Generando processi che non siano né a breve termine né esclusivamente economici. Cerchiamo di generare processi che abbiano una visione olistica delle varie parti della vita, come mangiare, guarire, vivere, imparare, amare e lavorare. È realistico? Mettendo al centro le persone e non il capitale, sì, è realistico. È realistico anche perché assume un metodo educativo, in cui le attività economiche vengono utilizzate per generare nuove competenze e per trasmettere valori di solidarietà.

Può citare esempi di azioni o progetti COMPARTE riusciti?
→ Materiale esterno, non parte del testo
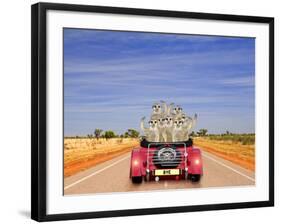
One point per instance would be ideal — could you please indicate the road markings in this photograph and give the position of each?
(234, 170)
(94, 173)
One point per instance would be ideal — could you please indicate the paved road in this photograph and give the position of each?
(113, 176)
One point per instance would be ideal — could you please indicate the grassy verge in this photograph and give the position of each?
(81, 154)
(234, 151)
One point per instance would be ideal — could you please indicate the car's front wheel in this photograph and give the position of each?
(137, 180)
(195, 177)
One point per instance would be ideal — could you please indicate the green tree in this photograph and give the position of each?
(202, 132)
(131, 133)
(109, 134)
(192, 134)
(90, 136)
(98, 133)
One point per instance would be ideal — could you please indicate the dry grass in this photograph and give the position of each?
(236, 152)
(83, 153)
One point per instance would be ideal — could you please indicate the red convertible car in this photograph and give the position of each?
(161, 160)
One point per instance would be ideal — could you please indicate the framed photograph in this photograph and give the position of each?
(139, 111)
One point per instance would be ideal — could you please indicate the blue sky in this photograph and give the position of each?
(112, 78)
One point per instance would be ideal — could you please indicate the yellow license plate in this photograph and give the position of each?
(167, 172)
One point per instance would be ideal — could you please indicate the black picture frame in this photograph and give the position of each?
(39, 122)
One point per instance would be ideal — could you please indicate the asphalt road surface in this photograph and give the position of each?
(113, 176)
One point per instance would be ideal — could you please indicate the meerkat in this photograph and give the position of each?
(156, 111)
(177, 133)
(169, 122)
(162, 130)
(152, 132)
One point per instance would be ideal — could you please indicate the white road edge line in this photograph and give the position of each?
(234, 170)
(94, 173)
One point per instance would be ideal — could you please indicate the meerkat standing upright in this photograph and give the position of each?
(162, 130)
(152, 132)
(177, 133)
(169, 122)
(156, 111)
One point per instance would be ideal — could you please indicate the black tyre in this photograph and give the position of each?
(137, 180)
(195, 177)
(166, 157)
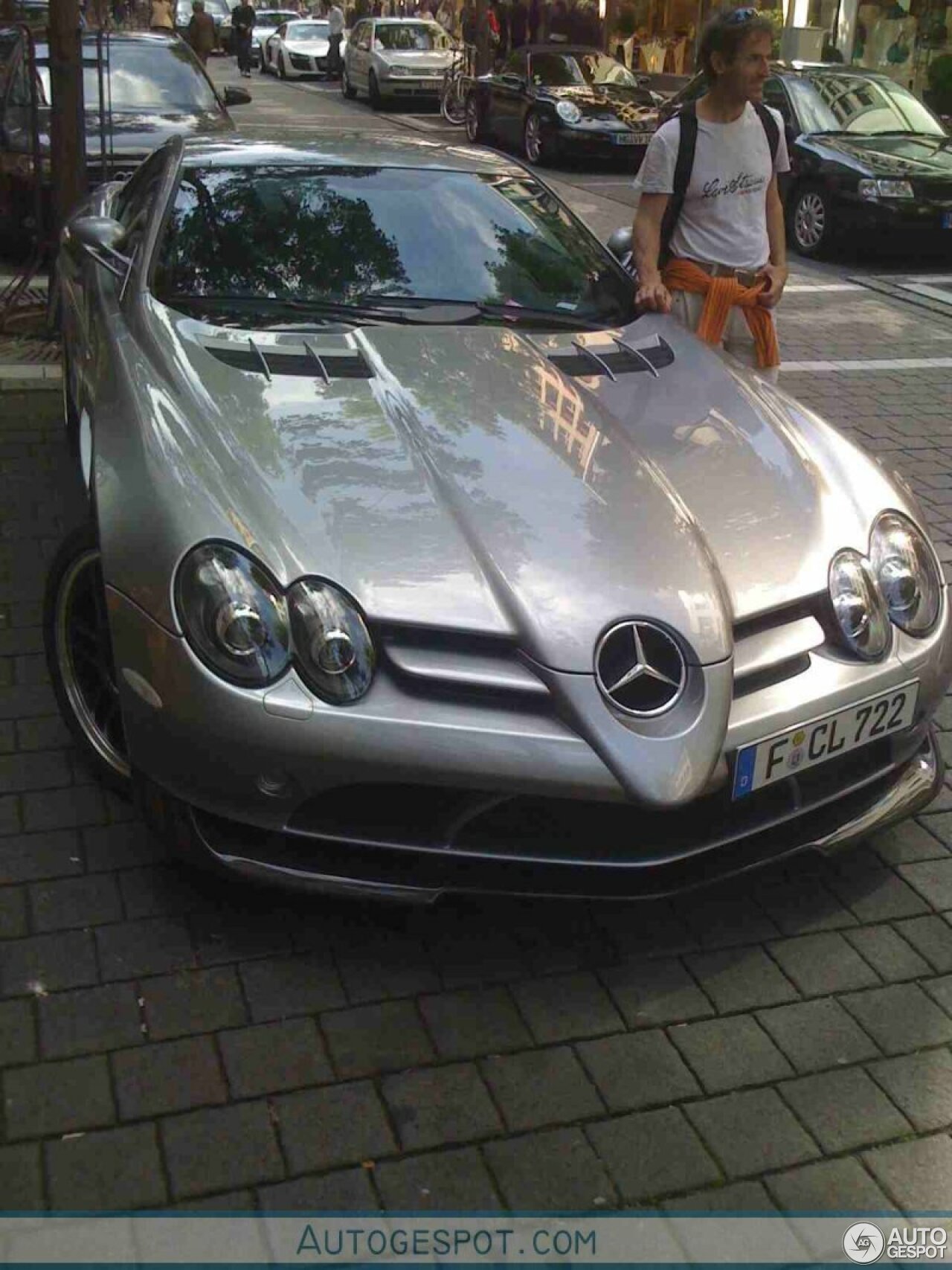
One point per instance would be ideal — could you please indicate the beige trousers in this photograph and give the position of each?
(738, 342)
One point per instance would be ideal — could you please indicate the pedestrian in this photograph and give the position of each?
(335, 33)
(163, 16)
(242, 21)
(519, 23)
(710, 244)
(201, 31)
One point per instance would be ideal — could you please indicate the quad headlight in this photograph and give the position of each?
(858, 606)
(569, 112)
(240, 623)
(899, 583)
(907, 572)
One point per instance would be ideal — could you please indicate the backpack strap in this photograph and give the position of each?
(771, 129)
(687, 144)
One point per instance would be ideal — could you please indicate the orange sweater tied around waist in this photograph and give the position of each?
(720, 296)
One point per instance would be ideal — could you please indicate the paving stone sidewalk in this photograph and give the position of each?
(172, 1040)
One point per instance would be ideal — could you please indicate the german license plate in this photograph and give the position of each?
(815, 742)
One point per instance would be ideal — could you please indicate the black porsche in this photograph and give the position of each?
(562, 99)
(865, 155)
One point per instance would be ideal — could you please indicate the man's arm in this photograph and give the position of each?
(646, 243)
(776, 272)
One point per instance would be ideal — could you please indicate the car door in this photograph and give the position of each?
(509, 92)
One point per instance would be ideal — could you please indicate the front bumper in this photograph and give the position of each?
(414, 795)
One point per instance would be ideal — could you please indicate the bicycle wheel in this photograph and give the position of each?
(454, 103)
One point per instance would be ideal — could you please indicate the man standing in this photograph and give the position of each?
(335, 33)
(201, 31)
(710, 247)
(242, 21)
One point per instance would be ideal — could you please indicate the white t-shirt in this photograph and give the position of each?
(724, 219)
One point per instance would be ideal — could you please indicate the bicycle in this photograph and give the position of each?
(457, 82)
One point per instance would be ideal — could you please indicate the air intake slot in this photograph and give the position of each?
(614, 359)
(305, 365)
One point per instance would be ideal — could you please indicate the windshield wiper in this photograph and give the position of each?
(474, 310)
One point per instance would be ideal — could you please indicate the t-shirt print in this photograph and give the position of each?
(724, 219)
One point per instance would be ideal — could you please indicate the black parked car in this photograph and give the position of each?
(865, 155)
(553, 100)
(155, 88)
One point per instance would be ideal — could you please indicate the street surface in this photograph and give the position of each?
(170, 1039)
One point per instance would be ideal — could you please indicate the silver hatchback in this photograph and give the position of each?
(396, 57)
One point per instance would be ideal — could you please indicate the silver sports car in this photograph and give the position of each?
(416, 562)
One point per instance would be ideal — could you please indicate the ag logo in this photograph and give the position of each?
(863, 1242)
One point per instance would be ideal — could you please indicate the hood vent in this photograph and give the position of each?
(614, 359)
(307, 364)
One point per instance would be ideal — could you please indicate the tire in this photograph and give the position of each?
(537, 150)
(476, 127)
(79, 657)
(811, 221)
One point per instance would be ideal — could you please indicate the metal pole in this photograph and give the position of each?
(68, 134)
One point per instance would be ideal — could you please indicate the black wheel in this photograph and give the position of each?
(476, 127)
(80, 659)
(811, 220)
(536, 147)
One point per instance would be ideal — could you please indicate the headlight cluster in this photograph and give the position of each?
(569, 112)
(248, 630)
(898, 583)
(887, 190)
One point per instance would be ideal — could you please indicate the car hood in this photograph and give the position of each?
(467, 483)
(910, 154)
(605, 102)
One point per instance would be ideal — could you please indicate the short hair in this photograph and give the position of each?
(725, 34)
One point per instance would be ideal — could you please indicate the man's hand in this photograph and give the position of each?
(653, 296)
(776, 280)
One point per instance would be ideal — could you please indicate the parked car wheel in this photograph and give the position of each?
(536, 149)
(80, 659)
(476, 127)
(811, 220)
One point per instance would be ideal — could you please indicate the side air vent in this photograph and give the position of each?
(307, 364)
(614, 359)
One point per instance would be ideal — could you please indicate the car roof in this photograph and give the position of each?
(348, 150)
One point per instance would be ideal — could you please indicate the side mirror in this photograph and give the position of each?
(620, 246)
(99, 237)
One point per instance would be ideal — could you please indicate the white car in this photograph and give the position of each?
(267, 22)
(396, 57)
(298, 48)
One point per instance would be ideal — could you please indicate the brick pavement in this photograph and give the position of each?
(169, 1039)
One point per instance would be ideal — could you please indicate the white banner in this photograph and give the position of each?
(463, 1239)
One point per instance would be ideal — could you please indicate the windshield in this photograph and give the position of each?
(861, 106)
(305, 32)
(562, 70)
(144, 77)
(411, 37)
(277, 234)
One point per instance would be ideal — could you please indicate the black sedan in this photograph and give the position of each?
(866, 155)
(155, 89)
(562, 100)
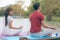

Posso citare un esempio tipico. Il Centro de Investigación y Promoción del Campesinado (CIPCA) in Perù sostiene l'Associazione dei Piccoli Produttori di Cacao di Piura (Asociación de Pequeños Productores de Cacao de Piura, APPROCAP), che conta 152 membri e lavora 240 ettari. Producono cacao speciale. Il Centro fornisce consulenza sul miglioramento delle colture e sulla commercializzazione. I produttori ricevono consulenza specializzata dal programma "Together" dell'ESADE (Università dei Gesuiti di Barcellona) e hanno uno stretto rapporto con Blanxart, un'azienda catalana socialmente responsabile che acquista il cacao. Questo ha creato una sicurezza di mercato per l'APPROCAP e consente ai produttori di reinvestire nel proprio programma di lavorazione del cacao e nella vendita del prodotto finale nel proprio negozio.

Come si ispira la rete COMPARTE all'attuale orientamento della Compagnia di Gesù?

In questo senso, l'Anno ignaziano ha invitato ad approfondire la conversione dell'uomo ferito a Pamplona. Così, ancora una volta, ha coinvolto la nostra ricerca costante per scoprire ciò che il Signore vuole e domandare la grazia che ci permetta di vedere il mondo con gli occhi di Gesù.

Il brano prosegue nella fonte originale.